22. Uluslararası PDR Kongresi, Muş Alparslan Üniversitesi, Muş, Muş, Turkey, 7 - 10 October 2021, pp.200-201
The court-mandated counseling model geared towards minors and their parents in Turkey is a supportive measure to protect vulnerable children without removing them from their homes. It is also aimed as a precautionary initiative to rehabilitate juvenile offenders in order to prevent juvenile recidivism. The law defines vulnerable children as those whose physical, cognitive, moral, social and/ or emotional wellbeing is jeopardized. Children and youth who are neglected, abused or victimized are also defined as vulnerable. Juvenile offenders are defined as those who committed a crime and were prosecuted. The model stipulates these children and their parents to attend mandated-counseling sessions provided by school counselors.
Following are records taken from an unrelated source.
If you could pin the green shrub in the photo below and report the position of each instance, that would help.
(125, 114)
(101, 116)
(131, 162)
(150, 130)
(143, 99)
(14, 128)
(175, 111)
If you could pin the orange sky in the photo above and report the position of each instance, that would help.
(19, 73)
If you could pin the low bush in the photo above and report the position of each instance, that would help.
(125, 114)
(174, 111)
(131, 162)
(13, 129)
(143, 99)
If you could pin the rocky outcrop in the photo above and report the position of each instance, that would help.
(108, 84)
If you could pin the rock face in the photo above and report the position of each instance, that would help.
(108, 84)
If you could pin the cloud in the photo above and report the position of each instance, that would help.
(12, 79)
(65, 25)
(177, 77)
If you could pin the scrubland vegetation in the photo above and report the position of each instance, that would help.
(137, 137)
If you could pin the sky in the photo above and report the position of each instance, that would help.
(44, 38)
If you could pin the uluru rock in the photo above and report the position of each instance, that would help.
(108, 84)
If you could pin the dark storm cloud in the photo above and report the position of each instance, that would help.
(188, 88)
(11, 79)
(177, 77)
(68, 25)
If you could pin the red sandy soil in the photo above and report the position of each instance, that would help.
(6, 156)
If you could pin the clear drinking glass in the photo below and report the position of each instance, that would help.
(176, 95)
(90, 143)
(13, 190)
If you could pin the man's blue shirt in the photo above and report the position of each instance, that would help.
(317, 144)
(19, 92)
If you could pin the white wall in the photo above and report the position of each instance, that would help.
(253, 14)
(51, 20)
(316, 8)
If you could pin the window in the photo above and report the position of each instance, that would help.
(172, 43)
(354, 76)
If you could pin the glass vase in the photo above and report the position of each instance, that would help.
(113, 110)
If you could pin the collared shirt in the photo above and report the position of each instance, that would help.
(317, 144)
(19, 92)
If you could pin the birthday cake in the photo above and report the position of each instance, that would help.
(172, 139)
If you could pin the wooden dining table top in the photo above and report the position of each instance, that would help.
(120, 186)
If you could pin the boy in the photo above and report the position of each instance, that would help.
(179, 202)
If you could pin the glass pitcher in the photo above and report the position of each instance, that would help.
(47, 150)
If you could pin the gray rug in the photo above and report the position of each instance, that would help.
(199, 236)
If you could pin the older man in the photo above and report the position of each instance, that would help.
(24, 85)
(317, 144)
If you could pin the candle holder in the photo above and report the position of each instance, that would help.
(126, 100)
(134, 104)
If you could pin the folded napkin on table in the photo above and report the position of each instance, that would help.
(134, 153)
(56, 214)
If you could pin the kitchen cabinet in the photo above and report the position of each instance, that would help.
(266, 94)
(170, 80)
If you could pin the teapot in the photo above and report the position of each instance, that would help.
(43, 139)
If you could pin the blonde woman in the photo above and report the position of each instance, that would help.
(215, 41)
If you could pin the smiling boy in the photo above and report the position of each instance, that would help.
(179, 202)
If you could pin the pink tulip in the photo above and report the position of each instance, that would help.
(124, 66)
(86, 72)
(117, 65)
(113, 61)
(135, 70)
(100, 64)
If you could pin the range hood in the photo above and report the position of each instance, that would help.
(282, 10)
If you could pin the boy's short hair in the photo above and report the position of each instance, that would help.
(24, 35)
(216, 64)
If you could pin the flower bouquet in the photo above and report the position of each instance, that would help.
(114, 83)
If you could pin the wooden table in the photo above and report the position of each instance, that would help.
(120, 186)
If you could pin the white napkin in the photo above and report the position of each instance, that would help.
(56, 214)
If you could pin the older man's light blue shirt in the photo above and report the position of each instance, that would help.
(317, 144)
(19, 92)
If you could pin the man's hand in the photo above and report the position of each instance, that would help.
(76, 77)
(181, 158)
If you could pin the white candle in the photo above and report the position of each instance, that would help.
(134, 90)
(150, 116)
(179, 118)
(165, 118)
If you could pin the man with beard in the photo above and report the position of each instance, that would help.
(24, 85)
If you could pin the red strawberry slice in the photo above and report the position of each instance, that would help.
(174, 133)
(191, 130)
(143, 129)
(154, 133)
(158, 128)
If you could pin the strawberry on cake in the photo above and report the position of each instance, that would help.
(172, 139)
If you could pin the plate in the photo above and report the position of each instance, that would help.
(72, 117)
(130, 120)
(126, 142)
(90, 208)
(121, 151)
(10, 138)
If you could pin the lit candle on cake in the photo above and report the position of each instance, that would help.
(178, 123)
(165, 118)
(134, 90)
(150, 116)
As counselors are required to abide by the ethics of their profession in their professional practices, an examination of the ethical dilemmas as experienced by school counselors in providing court-mandated counseling seems worthwhile to shed light to the ethical aspect of this model.
This preliminary study set out to explore Turkish school counselors’ ethical dilemmas regarding counseling court-mandated clients. Qualitative data were collected from a purposive sample of 32 (21 female and 11 male) school counselors from the seven regions of Turkey who counseled mandated clients. Using Critical Incidents Technique (CIT), participants were required to describe ethical dilemmas they encountered in counseling court-mandated clients within the last three years. Content analysis of the submitted ethical dilemmas was performed by the researcher. Recurrent themes were identified using the categories of the American Counseling Association code of ethics as a guide. Reliability of the data was ensured by multiple reviews of the submitted dilemmas. Excerpts from the dilemmas are presented in order to establish internal validity. Most participants cited incidents involving the counseling relationship, followed by those regarding confidentiality. Incidents regarding the counseling relationship were predominantly pertinent to a lack of informed consent in the model. Implications for an ethically-sound court-mandated counseling model are discussed. Recommendations for future research are provided.